In November 1993, the state of Pennsylvania conducted elections for its state legislature. The

result in the Senate election in the 2nd district (based in Philadelphia) was challenged in court,

and ultimately overturned. The Democratic candidate won 19,127 of the votes cast by voting

machine, while the Republican won 19,691 votes cast by voting machine, giving the Republican a

lead of 564 votes. However, the Democrat won 1,391 absentee ballots, while the Republican won

just 366 absentee ballots, more than offsetting the Republican lead based on the votes recorded

by machines on election day. The Republican candidate sued, claiming that many of the absentee

ballots were fraudulent. The judge in the case solicited expert analysis from Orley Ashenfelter,

an economist at Princeton University. Ashenfelter used a regression model to examine the rela-

tionship between absentee vote margins and machine vote margins in 21 previous Pennsylvania

Senate elections in seven districts in the Philadelphia area over the preceding decade.

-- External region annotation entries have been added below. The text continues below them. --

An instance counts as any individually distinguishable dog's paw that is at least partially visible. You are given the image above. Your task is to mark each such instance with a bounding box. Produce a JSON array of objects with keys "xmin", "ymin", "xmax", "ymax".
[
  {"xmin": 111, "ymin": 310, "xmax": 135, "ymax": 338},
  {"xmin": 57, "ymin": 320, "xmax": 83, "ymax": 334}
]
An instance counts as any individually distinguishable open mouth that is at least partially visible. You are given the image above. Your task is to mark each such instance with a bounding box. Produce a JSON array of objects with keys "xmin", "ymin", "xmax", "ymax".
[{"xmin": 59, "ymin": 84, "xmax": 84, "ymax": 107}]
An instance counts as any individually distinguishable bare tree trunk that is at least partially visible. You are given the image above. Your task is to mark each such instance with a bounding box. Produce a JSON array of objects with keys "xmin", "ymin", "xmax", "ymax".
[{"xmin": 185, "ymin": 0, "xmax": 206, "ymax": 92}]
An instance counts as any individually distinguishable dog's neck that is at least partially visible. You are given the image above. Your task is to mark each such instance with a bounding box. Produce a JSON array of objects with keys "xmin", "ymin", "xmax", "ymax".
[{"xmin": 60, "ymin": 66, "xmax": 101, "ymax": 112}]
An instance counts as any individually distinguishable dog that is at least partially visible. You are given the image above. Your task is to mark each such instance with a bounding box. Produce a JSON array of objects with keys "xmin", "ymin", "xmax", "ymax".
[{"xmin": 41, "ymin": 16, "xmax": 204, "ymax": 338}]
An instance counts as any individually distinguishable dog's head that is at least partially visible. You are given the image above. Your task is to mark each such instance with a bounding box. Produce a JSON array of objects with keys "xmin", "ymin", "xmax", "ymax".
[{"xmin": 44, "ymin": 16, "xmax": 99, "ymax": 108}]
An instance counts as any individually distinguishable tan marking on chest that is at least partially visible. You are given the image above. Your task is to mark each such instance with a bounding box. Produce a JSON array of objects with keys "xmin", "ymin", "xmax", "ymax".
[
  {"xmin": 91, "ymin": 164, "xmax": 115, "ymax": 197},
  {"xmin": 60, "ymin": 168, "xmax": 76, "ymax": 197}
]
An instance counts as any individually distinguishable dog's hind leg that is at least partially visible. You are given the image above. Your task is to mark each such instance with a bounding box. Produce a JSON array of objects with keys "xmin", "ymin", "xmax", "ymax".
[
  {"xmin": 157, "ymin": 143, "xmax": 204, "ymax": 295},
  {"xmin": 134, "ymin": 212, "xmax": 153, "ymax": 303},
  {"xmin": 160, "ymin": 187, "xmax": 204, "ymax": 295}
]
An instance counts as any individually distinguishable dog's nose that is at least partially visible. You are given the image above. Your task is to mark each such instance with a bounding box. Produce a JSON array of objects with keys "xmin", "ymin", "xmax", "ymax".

The file “AbsenteeBallots.txt” on Canvas contains the Year of the election, the District in which

the election was held, and the margins (Democrat - Republican) for absentee ballots (Differ-

enceAbsentee) and for voting machines from the day of the election (DifferenceMachine).

(a) Use JMP to create a scatterplot for the difference in absentee ballots as a function of the

difference in voting machine ballots. Explain under which conditions it would make sense

to expect a roughly linear relationship between the two variables. Your conditions should

be assumptions on the behavior of Philadelphia’s voting public. Include your plot in your

homework.

(b) Use JMP to fit a simple linear regression model for DifferenceAbsentee as a function of

DifferenceMachine for all but the contested elections. Include the output of the analysis

in your homework. Include both the ANOVA table as well as the parameter estimates table. (c) What percentage of the variation in DifferenceAbsentee can be explained by margins

(Democrat - Republican) for absentee ballots (DifferenceAbsentee)?

(d) Find the p-value for the test H0 : β0 = 0 in your output. Explain (as you would to the judge

in this case) what this number tells us. Interpret the results of the test in the context of the

problem.

(e) Produce a 95% confidence interval for the regression slope in this problem. Interpret the

confidence interval in the context of the problem.

(f) Dr. Ashenfelter found that “the difference between the Democratic and Republican tallies in

the machine-based vote has been a good indicator of the difference between the two parties’

absentee vote.” Explain how he could draw this conclusion based on your regression output.

(g) The NY Times article states: “Assuming this relationship in the 21 previous elections had

held in the most recent, Professor Ashenfelter estimates that the Republican’s 564-vote edge

on the machines should have led to a 133-vote advantage in absentee ballots.” Explain (as

Dr. Ashenfelter would explain to the judge), how one can come to this conclusion.

(h) In the contested election the voting machine margin was -564. The absentee ballot margin,

however, was 1025. Use your regression model to make a statistical argument for why this

observation is unusual. Assume for now that the contested election was fair. Derive a

probability for observing an absentee ballot margin as large or larger than the one observed

if the election was fair. Explain how you come up with that number.

(i) Dr. Ashenfelter made a similar argument you just made and came up with a p-value of 0.06

for the test that decides

H0 : the election was fair vs. Ha : there was fraud by the democrats

The NY Times reporter interpreted this result as follows: “Putting it another way, if past

elections are a reliable guide to current voting behavior, there is a 94 percent chance that

irregularities in the absentee ballots, not chance alone, swung the election to the Democrat,

Professor Ashenfelter concludes.”

Critique the reporter’s interpretation of the p-value. If the interpretation is correct, explain

why. If the interpretation is incorrect, provide a correct interpretation instead.